Ortalığa dağılmış kelimelerimi topluyorum. Vurgun yemiş duygularımı anlatmaya. Soru işaretleri sarmış dört bir yanımı, ünlem işaretini bulamıyorum. Yaşamım hep virgül ve üç nokta. Devrik cümlelerle yaşamayı öğreniyorum. Tamlamalar arasında dik yokuşlardan yuvarlanıyorum. Yüklemsiz tümceler gibi parça parça ve anlamsız yüreğimin sesi. Acılara gark eyledim tümleçlerle arasında bu ruhu viraneyi...

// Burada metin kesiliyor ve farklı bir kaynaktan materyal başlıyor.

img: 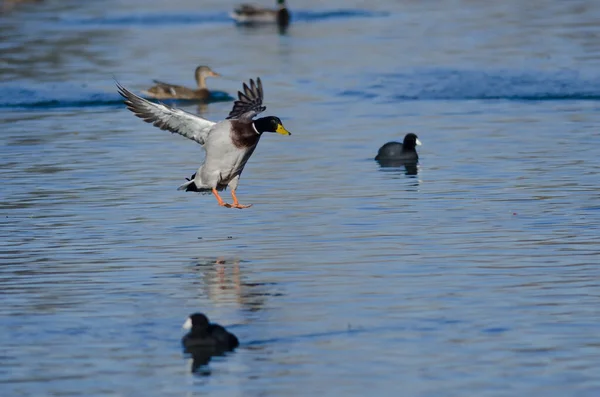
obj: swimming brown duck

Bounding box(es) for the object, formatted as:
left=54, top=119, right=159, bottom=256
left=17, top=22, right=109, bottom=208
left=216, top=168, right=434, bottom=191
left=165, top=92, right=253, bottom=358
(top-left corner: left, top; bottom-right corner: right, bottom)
left=143, top=66, right=221, bottom=100
left=231, top=0, right=290, bottom=28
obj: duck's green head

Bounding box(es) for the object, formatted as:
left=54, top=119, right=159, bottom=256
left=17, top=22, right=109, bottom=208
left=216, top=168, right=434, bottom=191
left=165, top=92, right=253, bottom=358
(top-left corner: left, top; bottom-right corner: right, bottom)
left=254, top=116, right=292, bottom=135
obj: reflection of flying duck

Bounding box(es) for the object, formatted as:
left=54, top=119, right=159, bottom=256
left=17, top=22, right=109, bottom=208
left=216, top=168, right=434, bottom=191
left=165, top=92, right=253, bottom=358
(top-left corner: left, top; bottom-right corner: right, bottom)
left=231, top=0, right=290, bottom=28
left=197, top=258, right=280, bottom=311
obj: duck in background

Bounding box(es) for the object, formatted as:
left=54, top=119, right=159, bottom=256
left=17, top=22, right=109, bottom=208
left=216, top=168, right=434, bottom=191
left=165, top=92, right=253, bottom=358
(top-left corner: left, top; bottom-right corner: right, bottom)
left=143, top=66, right=221, bottom=100
left=231, top=0, right=290, bottom=29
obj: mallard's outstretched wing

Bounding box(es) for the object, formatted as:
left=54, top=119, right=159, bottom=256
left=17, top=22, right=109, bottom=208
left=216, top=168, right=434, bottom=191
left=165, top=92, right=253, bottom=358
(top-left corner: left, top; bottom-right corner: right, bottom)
left=227, top=77, right=267, bottom=121
left=117, top=83, right=215, bottom=145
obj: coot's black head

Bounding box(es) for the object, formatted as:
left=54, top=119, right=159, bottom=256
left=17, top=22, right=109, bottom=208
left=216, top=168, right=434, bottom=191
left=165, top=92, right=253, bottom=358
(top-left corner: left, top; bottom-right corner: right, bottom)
left=183, top=313, right=209, bottom=330
left=402, top=132, right=421, bottom=150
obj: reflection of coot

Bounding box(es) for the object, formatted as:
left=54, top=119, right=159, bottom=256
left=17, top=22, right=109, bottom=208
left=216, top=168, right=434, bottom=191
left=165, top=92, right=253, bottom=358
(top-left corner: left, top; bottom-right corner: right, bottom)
left=181, top=313, right=240, bottom=372
left=375, top=133, right=421, bottom=169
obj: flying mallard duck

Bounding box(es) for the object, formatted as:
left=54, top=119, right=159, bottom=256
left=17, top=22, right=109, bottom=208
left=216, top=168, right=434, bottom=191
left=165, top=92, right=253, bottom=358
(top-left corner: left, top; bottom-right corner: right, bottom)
left=143, top=66, right=221, bottom=99
left=231, top=0, right=290, bottom=28
left=117, top=78, right=291, bottom=208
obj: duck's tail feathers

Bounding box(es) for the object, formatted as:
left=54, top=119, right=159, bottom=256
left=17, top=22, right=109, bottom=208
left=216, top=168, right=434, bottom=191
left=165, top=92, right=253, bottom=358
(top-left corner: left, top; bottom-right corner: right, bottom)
left=177, top=174, right=201, bottom=192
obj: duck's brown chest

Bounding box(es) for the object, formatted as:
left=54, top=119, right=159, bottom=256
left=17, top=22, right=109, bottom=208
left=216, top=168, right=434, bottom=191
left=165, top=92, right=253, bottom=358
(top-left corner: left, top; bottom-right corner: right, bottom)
left=231, top=120, right=261, bottom=149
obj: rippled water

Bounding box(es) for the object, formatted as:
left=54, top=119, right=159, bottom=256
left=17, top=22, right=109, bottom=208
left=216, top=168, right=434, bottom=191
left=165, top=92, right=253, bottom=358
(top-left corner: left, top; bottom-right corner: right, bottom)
left=0, top=0, right=600, bottom=396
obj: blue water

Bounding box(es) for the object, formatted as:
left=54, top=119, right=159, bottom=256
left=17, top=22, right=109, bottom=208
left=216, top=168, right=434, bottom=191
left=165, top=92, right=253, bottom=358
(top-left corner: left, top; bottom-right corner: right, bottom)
left=0, top=0, right=600, bottom=397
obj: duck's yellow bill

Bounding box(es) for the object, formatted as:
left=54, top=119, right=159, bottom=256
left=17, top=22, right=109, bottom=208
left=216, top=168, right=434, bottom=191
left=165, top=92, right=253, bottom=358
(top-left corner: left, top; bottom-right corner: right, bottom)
left=275, top=124, right=292, bottom=135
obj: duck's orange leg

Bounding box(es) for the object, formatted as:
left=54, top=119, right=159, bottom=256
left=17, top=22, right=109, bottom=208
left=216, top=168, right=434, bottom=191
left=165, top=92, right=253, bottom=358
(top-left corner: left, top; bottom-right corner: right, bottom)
left=231, top=189, right=252, bottom=209
left=213, top=187, right=231, bottom=208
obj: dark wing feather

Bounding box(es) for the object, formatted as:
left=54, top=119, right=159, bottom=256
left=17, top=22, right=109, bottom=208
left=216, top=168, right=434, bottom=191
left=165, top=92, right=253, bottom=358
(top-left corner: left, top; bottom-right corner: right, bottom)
left=227, top=77, right=267, bottom=121
left=117, top=83, right=215, bottom=145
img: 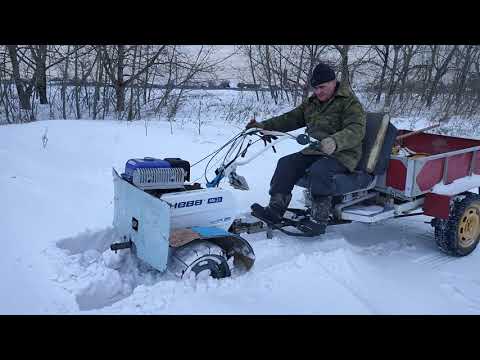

Bir sırt çantasına sığdırdım bütün noktalama işaretlerini. Tırnak içindeki konuşma çizgisi en fazla yeri kaplıyordu. Ruhum ise taşıyamayacağı kadar büyük bir şeye katlanması gereken çocuk gibiydi. Yokluğunu anlatmaya yetmiyordu bütün imgeler. Mazi bir girdap oldu fark ettirmeden beni içine çekti parantezler içinde...
Ve sen yoksun ben gene tamamlanmamış bir yazıtın ortalarındayım...
Hiç bir şey yokken yolum düştü buraya. Daha çok yeni sayılırım. Şimdiden hepinize saygılarımı ve sevgilerimi sunuyorum.